A 1932 Pablo Picasso masterpiece has sold for $139m (£113m), the second highest price ever achieved for the artist, according to Sotheby’s.
Femme a la Montre (Woman with a Watch) also becomes the most valuable work sold at auction this year.
It depicts Marie-Therese Walter, the French model who was also a lover of the Spanish artist, and the subject of many of his paintings.
The work had been valued at $120m before it went to auction.
It was previously owned by the late art collector Emily Fisher Landau, who bought it in 1968, and has been purchased by an anonymous buyer.
Femme a la Montre is a portrait of Walter seated in a throne-like chair against a blue background.
Known as Picasso’s “golden muse”, Walter was 17 when she met the 45-year-old Picasso in Paris, and the pair later entered into a secret relationship while he was still married to Olga Khokhlova, a Ukrainian ballerina.
Walter became the subject for many of Picasso’s paintings, including the 1932 work Femme Nue Couchee (Nude Reclining Woman), which sold for $67.5m at auction in 2022.
Picasso’s most expensive painting to sell at auction was Les Femmes d’Alger (Women of Algiers), which fetched $179.3m at Christie’s in 2015.

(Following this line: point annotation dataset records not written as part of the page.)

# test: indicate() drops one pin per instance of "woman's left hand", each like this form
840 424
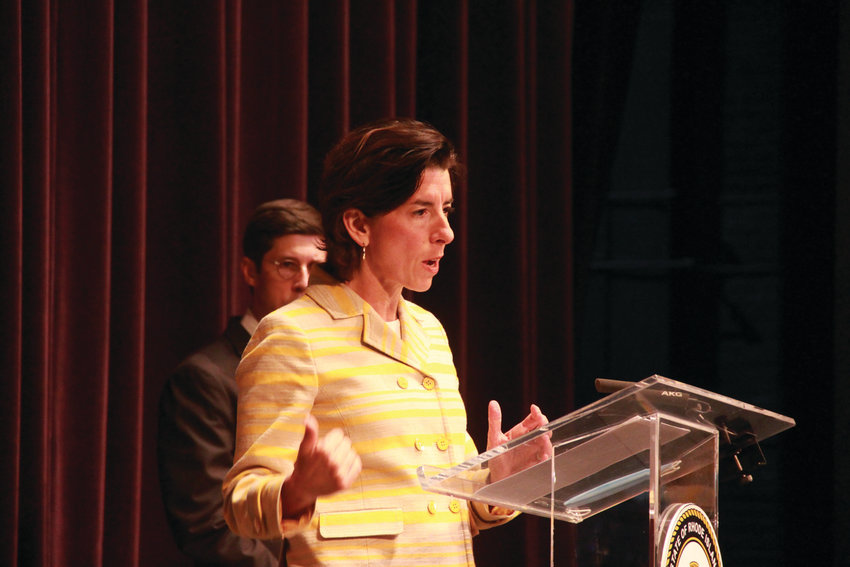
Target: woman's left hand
520 458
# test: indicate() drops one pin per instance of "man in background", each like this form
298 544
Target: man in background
282 246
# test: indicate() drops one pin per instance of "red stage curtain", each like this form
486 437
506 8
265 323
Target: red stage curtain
137 137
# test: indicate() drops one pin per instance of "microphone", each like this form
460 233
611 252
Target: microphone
676 397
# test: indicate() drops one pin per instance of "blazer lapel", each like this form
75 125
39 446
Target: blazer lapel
411 349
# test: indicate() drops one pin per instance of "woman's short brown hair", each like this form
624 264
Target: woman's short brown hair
376 168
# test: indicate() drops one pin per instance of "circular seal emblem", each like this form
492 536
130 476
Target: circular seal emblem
688 538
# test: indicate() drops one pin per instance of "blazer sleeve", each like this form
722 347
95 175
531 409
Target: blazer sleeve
277 384
195 449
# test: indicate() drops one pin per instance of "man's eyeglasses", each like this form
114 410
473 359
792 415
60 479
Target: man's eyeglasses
287 269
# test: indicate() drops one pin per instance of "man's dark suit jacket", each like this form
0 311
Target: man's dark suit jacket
195 443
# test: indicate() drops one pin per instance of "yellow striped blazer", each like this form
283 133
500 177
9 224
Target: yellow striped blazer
396 397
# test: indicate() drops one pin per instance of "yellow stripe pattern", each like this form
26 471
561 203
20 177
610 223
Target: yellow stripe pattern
395 396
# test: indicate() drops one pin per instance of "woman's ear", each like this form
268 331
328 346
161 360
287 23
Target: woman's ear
356 223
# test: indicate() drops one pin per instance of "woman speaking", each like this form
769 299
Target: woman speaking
346 391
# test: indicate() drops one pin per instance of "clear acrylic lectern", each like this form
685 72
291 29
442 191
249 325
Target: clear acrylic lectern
658 443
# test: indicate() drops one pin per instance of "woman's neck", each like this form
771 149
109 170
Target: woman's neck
383 300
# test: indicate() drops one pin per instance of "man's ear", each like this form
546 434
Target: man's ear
357 226
249 271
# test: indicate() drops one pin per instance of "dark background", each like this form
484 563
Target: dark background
652 187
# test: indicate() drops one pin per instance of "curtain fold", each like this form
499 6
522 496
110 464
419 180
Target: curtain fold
137 138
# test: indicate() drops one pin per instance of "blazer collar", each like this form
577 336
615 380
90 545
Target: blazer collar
341 302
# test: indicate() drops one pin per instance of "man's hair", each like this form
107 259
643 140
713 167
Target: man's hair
375 169
278 218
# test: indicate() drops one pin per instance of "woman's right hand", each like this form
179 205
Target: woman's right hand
323 466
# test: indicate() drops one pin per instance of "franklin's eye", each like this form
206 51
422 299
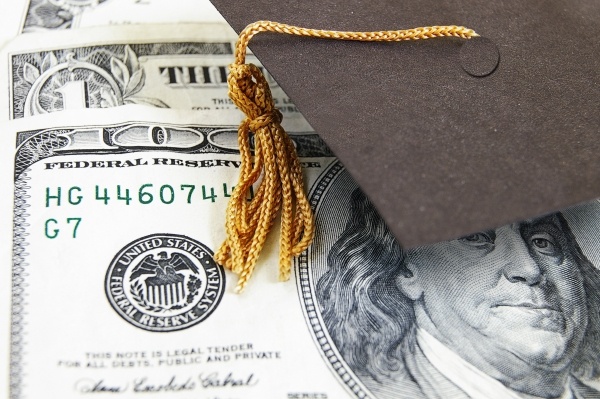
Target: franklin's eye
544 243
477 239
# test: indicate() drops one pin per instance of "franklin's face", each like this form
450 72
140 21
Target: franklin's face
516 291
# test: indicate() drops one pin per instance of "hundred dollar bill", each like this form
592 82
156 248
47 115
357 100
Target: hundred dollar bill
44 15
114 285
115 289
164 67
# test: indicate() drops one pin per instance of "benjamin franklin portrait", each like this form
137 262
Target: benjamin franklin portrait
511 312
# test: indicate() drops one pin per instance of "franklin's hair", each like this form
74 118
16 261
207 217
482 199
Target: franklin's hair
367 315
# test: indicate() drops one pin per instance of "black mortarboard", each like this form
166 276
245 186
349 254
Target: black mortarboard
447 136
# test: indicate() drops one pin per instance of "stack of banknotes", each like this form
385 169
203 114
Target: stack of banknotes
118 155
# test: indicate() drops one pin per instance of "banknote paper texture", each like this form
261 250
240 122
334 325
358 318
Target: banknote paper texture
115 289
160 69
114 285
47 15
121 155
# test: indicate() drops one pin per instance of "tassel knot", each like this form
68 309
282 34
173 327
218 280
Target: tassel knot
275 159
281 187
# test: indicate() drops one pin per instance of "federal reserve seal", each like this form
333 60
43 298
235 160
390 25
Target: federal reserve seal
164 282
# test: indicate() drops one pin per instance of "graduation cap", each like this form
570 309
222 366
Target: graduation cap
449 136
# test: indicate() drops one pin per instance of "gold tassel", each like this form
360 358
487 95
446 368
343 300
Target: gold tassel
275 158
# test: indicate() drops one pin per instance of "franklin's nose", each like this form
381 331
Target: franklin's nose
520 266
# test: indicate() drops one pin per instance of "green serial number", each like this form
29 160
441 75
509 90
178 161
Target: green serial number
145 194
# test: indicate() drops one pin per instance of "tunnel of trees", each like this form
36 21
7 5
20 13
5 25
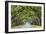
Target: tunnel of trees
21 14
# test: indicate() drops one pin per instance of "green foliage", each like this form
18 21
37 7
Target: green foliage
22 13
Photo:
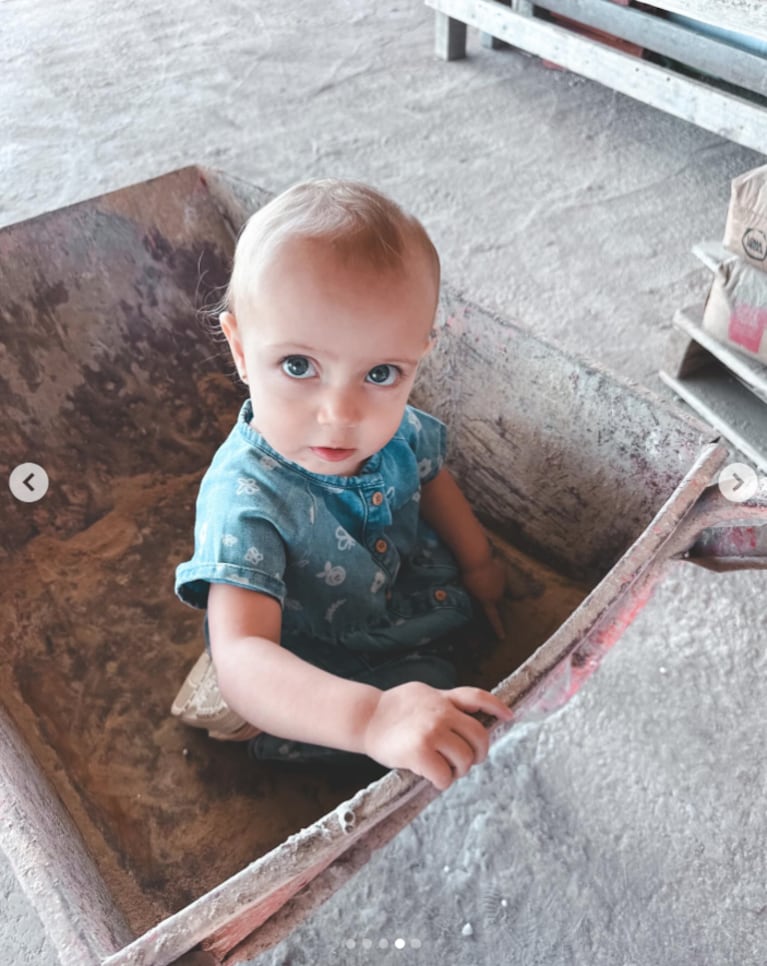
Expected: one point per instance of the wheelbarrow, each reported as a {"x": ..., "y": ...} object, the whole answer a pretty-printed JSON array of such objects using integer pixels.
[{"x": 136, "y": 839}]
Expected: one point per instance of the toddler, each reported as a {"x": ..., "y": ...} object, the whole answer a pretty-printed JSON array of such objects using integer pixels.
[{"x": 332, "y": 546}]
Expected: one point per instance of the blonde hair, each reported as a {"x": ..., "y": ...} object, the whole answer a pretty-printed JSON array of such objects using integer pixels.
[{"x": 358, "y": 222}]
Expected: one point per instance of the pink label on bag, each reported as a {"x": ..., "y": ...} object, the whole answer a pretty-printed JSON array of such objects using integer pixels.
[{"x": 747, "y": 325}]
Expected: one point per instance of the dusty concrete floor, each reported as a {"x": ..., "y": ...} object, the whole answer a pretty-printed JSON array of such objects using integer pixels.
[{"x": 628, "y": 829}]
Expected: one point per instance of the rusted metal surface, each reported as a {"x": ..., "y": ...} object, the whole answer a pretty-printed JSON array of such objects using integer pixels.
[{"x": 109, "y": 379}]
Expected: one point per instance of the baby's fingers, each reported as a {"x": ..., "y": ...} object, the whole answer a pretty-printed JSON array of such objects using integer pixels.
[{"x": 475, "y": 699}]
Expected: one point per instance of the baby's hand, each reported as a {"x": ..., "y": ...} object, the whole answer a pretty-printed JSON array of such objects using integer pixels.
[
  {"x": 487, "y": 583},
  {"x": 429, "y": 731}
]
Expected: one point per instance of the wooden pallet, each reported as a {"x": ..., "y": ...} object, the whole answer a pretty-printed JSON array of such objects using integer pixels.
[
  {"x": 725, "y": 387},
  {"x": 736, "y": 111}
]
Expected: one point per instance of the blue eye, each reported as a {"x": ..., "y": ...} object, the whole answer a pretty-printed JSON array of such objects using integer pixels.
[
  {"x": 297, "y": 367},
  {"x": 383, "y": 375}
]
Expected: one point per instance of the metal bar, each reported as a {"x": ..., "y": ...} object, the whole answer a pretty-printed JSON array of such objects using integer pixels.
[
  {"x": 672, "y": 40},
  {"x": 726, "y": 115}
]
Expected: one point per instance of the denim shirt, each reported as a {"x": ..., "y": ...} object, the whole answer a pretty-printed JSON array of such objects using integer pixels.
[{"x": 348, "y": 557}]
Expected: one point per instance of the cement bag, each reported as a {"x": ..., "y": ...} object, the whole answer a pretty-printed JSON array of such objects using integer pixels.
[
  {"x": 736, "y": 308},
  {"x": 745, "y": 233}
]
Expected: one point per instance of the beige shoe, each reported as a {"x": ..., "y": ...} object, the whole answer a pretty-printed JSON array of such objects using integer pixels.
[{"x": 200, "y": 705}]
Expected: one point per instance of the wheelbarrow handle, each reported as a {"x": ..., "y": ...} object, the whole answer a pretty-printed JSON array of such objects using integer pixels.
[{"x": 721, "y": 534}]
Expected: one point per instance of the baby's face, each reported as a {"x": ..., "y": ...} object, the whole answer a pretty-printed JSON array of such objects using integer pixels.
[{"x": 330, "y": 353}]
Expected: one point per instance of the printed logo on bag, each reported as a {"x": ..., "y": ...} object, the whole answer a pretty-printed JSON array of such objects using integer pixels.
[{"x": 755, "y": 244}]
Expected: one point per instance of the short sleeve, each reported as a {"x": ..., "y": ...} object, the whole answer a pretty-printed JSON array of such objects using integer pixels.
[
  {"x": 230, "y": 548},
  {"x": 427, "y": 437}
]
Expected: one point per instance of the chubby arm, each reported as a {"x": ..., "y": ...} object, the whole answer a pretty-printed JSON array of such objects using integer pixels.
[
  {"x": 411, "y": 726},
  {"x": 446, "y": 509}
]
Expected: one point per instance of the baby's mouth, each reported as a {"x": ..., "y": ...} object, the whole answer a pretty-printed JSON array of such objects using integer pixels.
[{"x": 332, "y": 454}]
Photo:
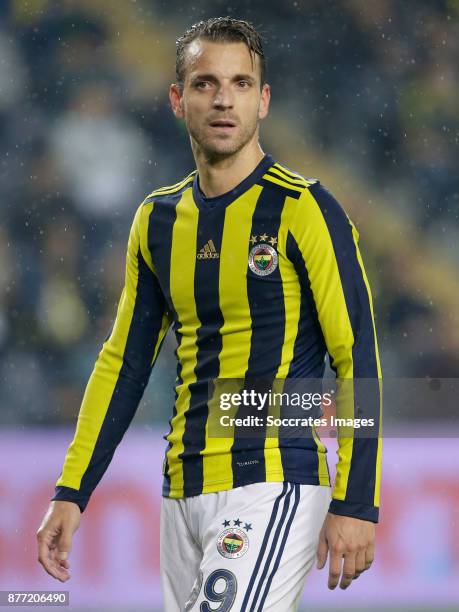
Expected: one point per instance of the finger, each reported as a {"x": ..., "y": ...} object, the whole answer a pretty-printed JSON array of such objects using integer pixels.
[
  {"x": 348, "y": 570},
  {"x": 369, "y": 555},
  {"x": 64, "y": 545},
  {"x": 49, "y": 564},
  {"x": 335, "y": 565},
  {"x": 359, "y": 563},
  {"x": 54, "y": 556},
  {"x": 322, "y": 550}
]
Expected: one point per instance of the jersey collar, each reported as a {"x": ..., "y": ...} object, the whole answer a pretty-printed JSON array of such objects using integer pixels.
[{"x": 226, "y": 198}]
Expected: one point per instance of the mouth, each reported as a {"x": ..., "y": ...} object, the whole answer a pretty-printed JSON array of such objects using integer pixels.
[{"x": 223, "y": 124}]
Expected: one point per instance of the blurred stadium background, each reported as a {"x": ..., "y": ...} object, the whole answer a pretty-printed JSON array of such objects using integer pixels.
[{"x": 364, "y": 97}]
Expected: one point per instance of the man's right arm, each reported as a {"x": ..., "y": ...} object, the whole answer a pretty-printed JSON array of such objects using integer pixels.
[{"x": 121, "y": 371}]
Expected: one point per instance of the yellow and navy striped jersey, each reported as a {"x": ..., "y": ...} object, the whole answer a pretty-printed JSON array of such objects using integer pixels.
[{"x": 262, "y": 281}]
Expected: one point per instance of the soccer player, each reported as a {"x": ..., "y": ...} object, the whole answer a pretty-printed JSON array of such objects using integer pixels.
[{"x": 258, "y": 270}]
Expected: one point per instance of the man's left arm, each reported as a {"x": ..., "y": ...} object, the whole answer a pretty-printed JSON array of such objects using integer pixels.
[{"x": 328, "y": 242}]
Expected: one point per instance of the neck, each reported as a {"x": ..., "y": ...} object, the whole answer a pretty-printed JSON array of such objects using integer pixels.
[{"x": 219, "y": 175}]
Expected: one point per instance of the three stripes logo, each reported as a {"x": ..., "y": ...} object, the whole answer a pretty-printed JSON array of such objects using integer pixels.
[{"x": 208, "y": 251}]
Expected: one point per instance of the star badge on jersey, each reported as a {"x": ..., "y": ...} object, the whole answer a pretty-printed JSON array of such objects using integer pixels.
[
  {"x": 263, "y": 258},
  {"x": 233, "y": 542}
]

Born in Malaga in 1881 and growing up in Barcelona, Picasso moved to Paris in 1904 and became one of the most important artists of the 20th century.
He experimented with a wide range of styles and themes in his career, most notably inspiring “Cubism”, which shows objects or people from many angles at the same time.
In a career spanning eight decades he created about 150,000 pieces.
He had four children and died in southern France in 1973, aged 92.
Although his creative legacy was never in doubt, recent years have seen questions over his behaviour. He has been accused of cruelty, womanising and coercive behaviour.